We identified four new types of tumor-specific chRNA; TRIM28-TRIM28, DHRS7B-TMEME11, PLXNB-BLRD1 and SLC16A3-METRNL, expressed in all AML groups (Figure 5B). DHRS7B-TMEM11 and PLXNB-BLRD1 transcripts are most abundant in the AML test group, whereas TRIM28-TRIM28 and SLC16A3-METRNL are equally expressed in the three AML groups (AML-test, 82 AML-AK, 43 AML-NK). It is worth noticing the involvement of the METRNL gene in two identified chimeras. TRIM28-TRIM28, FLT3-FLT3, PML-RARA (with (3–9) or (5–4) junction) and CBFB-MYH11 tag counts showed high mean expression levels (see Figure S4). FLT3, PML-RARA and CBFB-MYH11 are strong markers in AML, and also useful for prognostic and MDR monitoring. The FLT3 tag identified in OM110223 is not found in other samples, yet the pipeline reveals other FLT3 fusion transcripts, with different sequences in other AMLs (data not shown), indicating several variations at this fusion point. Among the new, TRIM28-TRIM28 chRNA is present at low frequency in normal and abnormal AML karyotype (2/43 AML-NK and 9/82 AML-AK). The high expression level of this chRNA in positive samples (comparable to previously described known markers CBFB-MYH11, FLT3-FLT3 and PML-RARA), suggests it could have a key role in such tumors.

In order to verify whether genes involved in chRNA have an aberrant expression profile²⁵ that could influence tumorigenesis, we analyzed the impact of gene expression on AML with unsupervised clustering. As described for the read-through chRNA subcategory, we compared RNA-seq data from normal CD34+ HSC and AML-AK subtypes (LEUCEGENE, part3). Figure 6 shows a quantitative analysis obtained with “read-through related” genes of the input cohort. Known AK-AML subgroups could be distinguished from CD34+ HSC by their expression profile. We performed a similar study with the Class 3 tandem duplication subgroup, showing interesting differential profiles with “tandem duplication related” genes, mostly comprised of the newly identified TRIM28, CEBPD and FLT3 (Supplementary Figure S5).
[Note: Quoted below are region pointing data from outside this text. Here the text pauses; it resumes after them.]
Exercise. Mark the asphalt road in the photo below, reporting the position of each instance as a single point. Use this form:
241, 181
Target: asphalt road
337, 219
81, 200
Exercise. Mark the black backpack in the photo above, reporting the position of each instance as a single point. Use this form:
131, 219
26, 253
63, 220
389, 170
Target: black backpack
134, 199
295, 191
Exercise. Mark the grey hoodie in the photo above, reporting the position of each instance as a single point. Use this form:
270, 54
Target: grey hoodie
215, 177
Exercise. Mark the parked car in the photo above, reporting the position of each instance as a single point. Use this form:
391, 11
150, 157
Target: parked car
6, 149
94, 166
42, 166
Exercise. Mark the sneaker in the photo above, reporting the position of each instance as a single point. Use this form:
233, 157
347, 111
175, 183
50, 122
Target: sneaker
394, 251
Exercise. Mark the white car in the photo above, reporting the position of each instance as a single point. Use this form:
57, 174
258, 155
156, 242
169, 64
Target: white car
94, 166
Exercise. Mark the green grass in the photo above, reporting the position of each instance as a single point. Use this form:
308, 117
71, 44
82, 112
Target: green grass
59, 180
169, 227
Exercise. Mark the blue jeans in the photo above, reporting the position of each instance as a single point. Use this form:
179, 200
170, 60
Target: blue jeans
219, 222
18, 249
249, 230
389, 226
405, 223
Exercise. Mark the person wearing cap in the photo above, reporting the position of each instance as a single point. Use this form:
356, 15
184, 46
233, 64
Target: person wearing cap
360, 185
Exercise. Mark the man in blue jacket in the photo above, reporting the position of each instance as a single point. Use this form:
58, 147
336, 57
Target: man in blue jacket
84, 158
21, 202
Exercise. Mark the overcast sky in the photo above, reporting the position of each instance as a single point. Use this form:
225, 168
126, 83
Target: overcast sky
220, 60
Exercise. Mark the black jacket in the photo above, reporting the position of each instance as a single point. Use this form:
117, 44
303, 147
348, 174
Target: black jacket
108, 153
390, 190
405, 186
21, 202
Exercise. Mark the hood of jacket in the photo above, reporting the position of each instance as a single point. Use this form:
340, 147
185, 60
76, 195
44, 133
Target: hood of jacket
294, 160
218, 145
Figure 6. Expression profile of genes involved in read-through Class 2 chRNAs.

The gene expression profile is analyzed by an unsupervised clustering method. Normal CD34+ HSC (CD34) and AML subgroups (LEUCEGENE RNA-seq data) were compared by analyzing the expression of a set of genes involved in read-through chRNAs. Parameters for gene selection are described in the Materials and methods section. Samples are identified by colours (black for normal CD34, pink for AML t(8;21), grey for AML t(9;11), green for AML-inv16). Gene names are indicated on the right.